What Was Your Fork In the Road?

Quote: (04-16-2016 05:27 PM)RichieP Wrote:  

Quote: (04-15-2016 11:39 PM)Matt Warner Wrote:  

My life (apart from money) is way better, I've got my self esteem / mojo back, have a great LTR (the number of available women my age is incredible, the absolute opposite of what young guys have to deal with) so yes happy with taking the fork.


Hey man can you clarify this bit? Do you mean "women your age", i.e. same age as you? or do you mean women of various ages, available to you at your age.

If the latter, why exactly is it incredible, and the opposite of what young guys deal with? How did you find yourself in that sweet spot?

Cheers!
Na I was referring to women my age. And I'm quoting the statistics not making it up. I'd say from 5 years younger on (45+). In my age bracket here there are two available men for every three women, when you take dickheads and loser men out it's two to one in a guys favour. I live in a big city (Australia) so have no idea re small places.

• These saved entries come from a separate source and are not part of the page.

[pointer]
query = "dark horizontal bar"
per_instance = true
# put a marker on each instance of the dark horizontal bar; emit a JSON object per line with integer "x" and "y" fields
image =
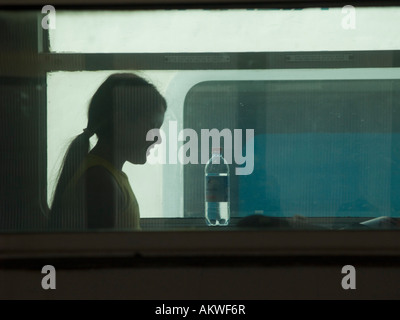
{"x": 30, "y": 64}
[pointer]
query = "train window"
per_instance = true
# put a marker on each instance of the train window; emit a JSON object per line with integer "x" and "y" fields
{"x": 306, "y": 119}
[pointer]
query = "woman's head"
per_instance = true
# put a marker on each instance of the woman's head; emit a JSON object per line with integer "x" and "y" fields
{"x": 123, "y": 109}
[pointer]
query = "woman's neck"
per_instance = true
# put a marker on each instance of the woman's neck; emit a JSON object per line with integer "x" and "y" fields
{"x": 105, "y": 150}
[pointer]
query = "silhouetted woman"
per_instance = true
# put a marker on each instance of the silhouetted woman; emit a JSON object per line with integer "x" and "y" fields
{"x": 92, "y": 190}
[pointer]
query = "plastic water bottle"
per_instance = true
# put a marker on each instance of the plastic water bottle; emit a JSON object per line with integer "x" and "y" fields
{"x": 217, "y": 198}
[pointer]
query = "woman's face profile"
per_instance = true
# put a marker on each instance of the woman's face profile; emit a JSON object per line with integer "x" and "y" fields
{"x": 132, "y": 142}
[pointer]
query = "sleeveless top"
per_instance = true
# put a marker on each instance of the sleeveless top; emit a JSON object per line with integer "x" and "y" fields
{"x": 72, "y": 214}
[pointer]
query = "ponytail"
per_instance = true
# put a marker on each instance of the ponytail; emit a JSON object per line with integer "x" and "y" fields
{"x": 77, "y": 151}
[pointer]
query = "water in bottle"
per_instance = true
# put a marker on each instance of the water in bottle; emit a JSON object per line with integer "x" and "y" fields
{"x": 217, "y": 198}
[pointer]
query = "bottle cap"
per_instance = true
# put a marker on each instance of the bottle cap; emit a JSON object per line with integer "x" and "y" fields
{"x": 216, "y": 150}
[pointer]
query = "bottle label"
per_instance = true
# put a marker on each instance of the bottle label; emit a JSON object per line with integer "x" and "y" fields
{"x": 216, "y": 188}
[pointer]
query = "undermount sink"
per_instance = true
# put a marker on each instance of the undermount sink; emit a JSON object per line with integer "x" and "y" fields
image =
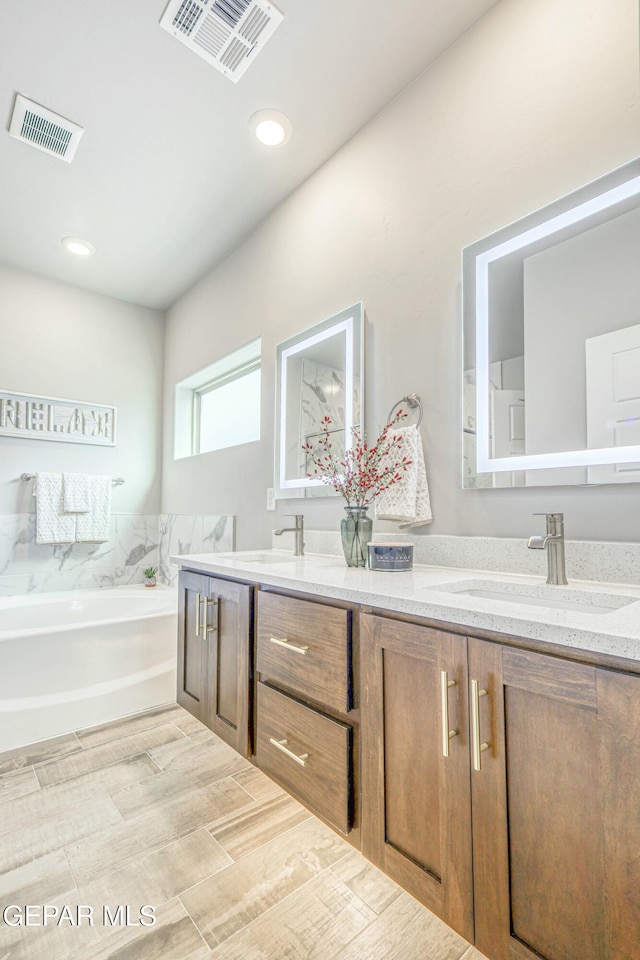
{"x": 261, "y": 557}
{"x": 542, "y": 595}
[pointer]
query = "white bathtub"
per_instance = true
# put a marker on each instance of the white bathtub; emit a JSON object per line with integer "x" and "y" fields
{"x": 73, "y": 659}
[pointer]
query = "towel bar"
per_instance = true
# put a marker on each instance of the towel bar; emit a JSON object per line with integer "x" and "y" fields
{"x": 31, "y": 476}
{"x": 413, "y": 401}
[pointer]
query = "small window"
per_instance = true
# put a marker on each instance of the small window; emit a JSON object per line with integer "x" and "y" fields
{"x": 219, "y": 406}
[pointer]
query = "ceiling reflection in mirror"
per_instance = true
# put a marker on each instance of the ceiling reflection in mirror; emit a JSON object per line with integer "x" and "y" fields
{"x": 551, "y": 379}
{"x": 320, "y": 374}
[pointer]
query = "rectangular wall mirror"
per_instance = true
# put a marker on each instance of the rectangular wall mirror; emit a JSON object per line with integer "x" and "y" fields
{"x": 551, "y": 380}
{"x": 319, "y": 373}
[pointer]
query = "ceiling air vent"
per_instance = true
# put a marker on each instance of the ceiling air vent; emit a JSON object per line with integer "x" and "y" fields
{"x": 226, "y": 33}
{"x": 44, "y": 129}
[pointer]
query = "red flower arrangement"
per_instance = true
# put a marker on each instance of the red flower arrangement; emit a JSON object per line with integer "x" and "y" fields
{"x": 366, "y": 471}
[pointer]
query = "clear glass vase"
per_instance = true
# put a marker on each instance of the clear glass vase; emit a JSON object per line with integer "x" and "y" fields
{"x": 356, "y": 530}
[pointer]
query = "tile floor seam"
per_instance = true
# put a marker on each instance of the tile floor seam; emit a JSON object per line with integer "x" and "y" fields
{"x": 158, "y": 768}
{"x": 69, "y": 867}
{"x": 288, "y": 896}
{"x": 261, "y": 845}
{"x": 103, "y": 766}
{"x": 29, "y": 792}
{"x": 233, "y": 777}
{"x": 199, "y": 931}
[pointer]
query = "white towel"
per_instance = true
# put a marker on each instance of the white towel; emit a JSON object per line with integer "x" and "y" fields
{"x": 53, "y": 525}
{"x": 75, "y": 491}
{"x": 93, "y": 526}
{"x": 407, "y": 502}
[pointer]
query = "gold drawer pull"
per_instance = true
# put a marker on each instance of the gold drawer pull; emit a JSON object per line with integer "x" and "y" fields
{"x": 282, "y": 746}
{"x": 447, "y": 734}
{"x": 478, "y": 747}
{"x": 288, "y": 645}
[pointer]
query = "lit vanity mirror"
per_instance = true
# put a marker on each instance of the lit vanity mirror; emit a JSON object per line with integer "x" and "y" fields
{"x": 319, "y": 373}
{"x": 551, "y": 374}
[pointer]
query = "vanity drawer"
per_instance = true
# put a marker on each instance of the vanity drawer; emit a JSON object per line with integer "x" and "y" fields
{"x": 321, "y": 776}
{"x": 306, "y": 647}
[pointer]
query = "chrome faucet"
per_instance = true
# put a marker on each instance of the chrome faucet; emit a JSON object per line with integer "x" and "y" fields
{"x": 553, "y": 543}
{"x": 298, "y": 530}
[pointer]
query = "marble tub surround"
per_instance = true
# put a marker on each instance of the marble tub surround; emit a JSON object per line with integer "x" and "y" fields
{"x": 599, "y": 560}
{"x": 429, "y": 591}
{"x": 182, "y": 533}
{"x": 136, "y": 541}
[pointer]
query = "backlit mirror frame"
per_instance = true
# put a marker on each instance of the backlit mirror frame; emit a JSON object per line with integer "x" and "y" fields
{"x": 349, "y": 323}
{"x": 595, "y": 202}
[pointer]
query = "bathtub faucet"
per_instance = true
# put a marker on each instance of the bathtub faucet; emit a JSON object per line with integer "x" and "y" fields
{"x": 298, "y": 530}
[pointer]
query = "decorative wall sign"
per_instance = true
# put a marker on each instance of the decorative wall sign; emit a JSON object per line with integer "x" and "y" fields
{"x": 49, "y": 418}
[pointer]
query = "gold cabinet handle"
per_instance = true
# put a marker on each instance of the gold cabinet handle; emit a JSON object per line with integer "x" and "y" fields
{"x": 447, "y": 734}
{"x": 478, "y": 747}
{"x": 282, "y": 746}
{"x": 205, "y": 628}
{"x": 288, "y": 645}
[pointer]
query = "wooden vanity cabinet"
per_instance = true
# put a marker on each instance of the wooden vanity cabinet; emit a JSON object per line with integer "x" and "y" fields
{"x": 306, "y": 727}
{"x": 416, "y": 806}
{"x": 214, "y": 646}
{"x": 556, "y": 808}
{"x": 526, "y": 838}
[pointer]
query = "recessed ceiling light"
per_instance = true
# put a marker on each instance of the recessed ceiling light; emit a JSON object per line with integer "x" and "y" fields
{"x": 271, "y": 127}
{"x": 81, "y": 248}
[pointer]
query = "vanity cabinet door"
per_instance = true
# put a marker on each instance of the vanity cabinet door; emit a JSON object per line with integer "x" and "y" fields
{"x": 416, "y": 816}
{"x": 215, "y": 618}
{"x": 192, "y": 659}
{"x": 556, "y": 816}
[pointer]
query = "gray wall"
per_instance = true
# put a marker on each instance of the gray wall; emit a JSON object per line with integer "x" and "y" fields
{"x": 59, "y": 341}
{"x": 538, "y": 98}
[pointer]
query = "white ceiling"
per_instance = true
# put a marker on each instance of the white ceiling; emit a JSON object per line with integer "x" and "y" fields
{"x": 167, "y": 178}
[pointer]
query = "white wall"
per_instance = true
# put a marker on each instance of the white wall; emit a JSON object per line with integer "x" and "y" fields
{"x": 59, "y": 341}
{"x": 538, "y": 98}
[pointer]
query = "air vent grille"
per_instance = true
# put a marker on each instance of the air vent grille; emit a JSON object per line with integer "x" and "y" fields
{"x": 226, "y": 33}
{"x": 254, "y": 25}
{"x": 43, "y": 129}
{"x": 187, "y": 17}
{"x": 231, "y": 11}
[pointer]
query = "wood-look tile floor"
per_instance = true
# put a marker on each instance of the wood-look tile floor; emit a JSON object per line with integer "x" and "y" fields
{"x": 156, "y": 810}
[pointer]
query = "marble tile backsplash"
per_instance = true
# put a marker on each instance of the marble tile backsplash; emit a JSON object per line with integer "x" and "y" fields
{"x": 136, "y": 541}
{"x": 605, "y": 561}
{"x": 205, "y": 533}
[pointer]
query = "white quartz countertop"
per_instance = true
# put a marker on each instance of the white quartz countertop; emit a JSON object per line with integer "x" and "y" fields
{"x": 429, "y": 591}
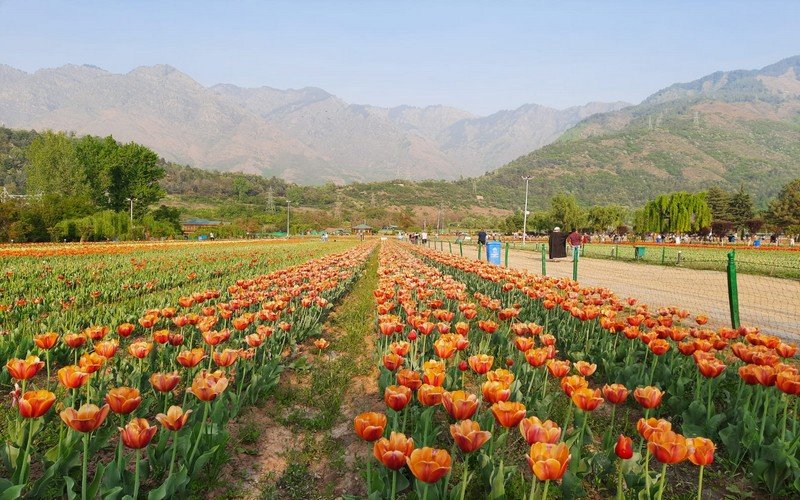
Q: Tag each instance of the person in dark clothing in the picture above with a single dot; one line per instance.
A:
(558, 244)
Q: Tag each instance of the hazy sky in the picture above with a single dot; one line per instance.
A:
(479, 56)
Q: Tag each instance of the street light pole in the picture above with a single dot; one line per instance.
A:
(131, 200)
(525, 213)
(287, 218)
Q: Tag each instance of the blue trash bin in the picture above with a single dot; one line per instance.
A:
(493, 252)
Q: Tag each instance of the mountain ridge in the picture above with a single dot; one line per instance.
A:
(303, 135)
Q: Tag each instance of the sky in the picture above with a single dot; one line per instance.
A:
(477, 56)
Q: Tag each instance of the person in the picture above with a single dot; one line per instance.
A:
(574, 239)
(481, 238)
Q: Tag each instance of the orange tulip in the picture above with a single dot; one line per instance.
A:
(647, 427)
(549, 461)
(500, 375)
(125, 329)
(788, 382)
(369, 426)
(701, 450)
(429, 464)
(208, 385)
(508, 413)
(659, 346)
(536, 431)
(434, 377)
(23, 369)
(72, 376)
(587, 399)
(397, 397)
(86, 418)
(106, 348)
(558, 368)
(430, 395)
(444, 348)
(91, 362)
(481, 363)
(393, 452)
(615, 393)
(46, 341)
(409, 378)
(140, 349)
(138, 433)
(468, 435)
(494, 392)
(74, 340)
(649, 397)
(584, 368)
(165, 382)
(225, 358)
(34, 404)
(536, 357)
(392, 361)
(175, 418)
(624, 447)
(123, 400)
(190, 359)
(668, 447)
(460, 404)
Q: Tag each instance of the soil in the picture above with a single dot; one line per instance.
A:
(772, 304)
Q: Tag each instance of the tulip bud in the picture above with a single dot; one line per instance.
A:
(624, 447)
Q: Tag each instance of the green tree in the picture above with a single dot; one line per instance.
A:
(678, 212)
(54, 168)
(741, 207)
(784, 211)
(566, 212)
(606, 218)
(719, 202)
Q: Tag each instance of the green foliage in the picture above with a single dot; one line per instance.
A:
(784, 211)
(679, 212)
(565, 212)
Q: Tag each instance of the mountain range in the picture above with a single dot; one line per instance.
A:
(306, 135)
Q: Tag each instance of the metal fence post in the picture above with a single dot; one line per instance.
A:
(733, 289)
(544, 262)
(575, 253)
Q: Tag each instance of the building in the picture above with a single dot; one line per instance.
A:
(193, 226)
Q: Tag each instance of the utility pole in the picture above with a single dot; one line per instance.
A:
(131, 200)
(287, 218)
(525, 213)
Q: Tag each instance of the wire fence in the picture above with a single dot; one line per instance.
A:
(750, 288)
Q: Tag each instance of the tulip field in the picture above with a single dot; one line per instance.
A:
(502, 384)
(125, 366)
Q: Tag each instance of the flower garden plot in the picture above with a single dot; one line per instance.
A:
(731, 390)
(190, 365)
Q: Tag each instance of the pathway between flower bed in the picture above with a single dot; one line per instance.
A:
(299, 443)
(772, 304)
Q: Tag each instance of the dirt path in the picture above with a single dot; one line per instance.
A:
(772, 304)
(300, 444)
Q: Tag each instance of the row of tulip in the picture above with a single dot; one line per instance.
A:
(189, 365)
(545, 328)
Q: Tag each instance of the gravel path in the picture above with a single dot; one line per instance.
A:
(772, 304)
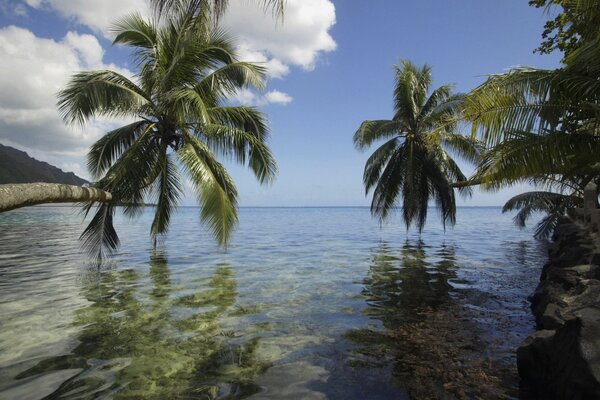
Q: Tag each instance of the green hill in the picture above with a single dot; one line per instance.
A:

If you are just a normal sort of guy with his act together and don't piss around with the weird ones there are a few real jems. My partner is quite well off, loves a root and is fun to be around.
Just don't rush in, most are just not worth the hassle and your better off single.
Don't be an arsehole but this red pill stuff works. Some women bitch and moan about how it is, I don't care things are in their favour early on ours later just how it is.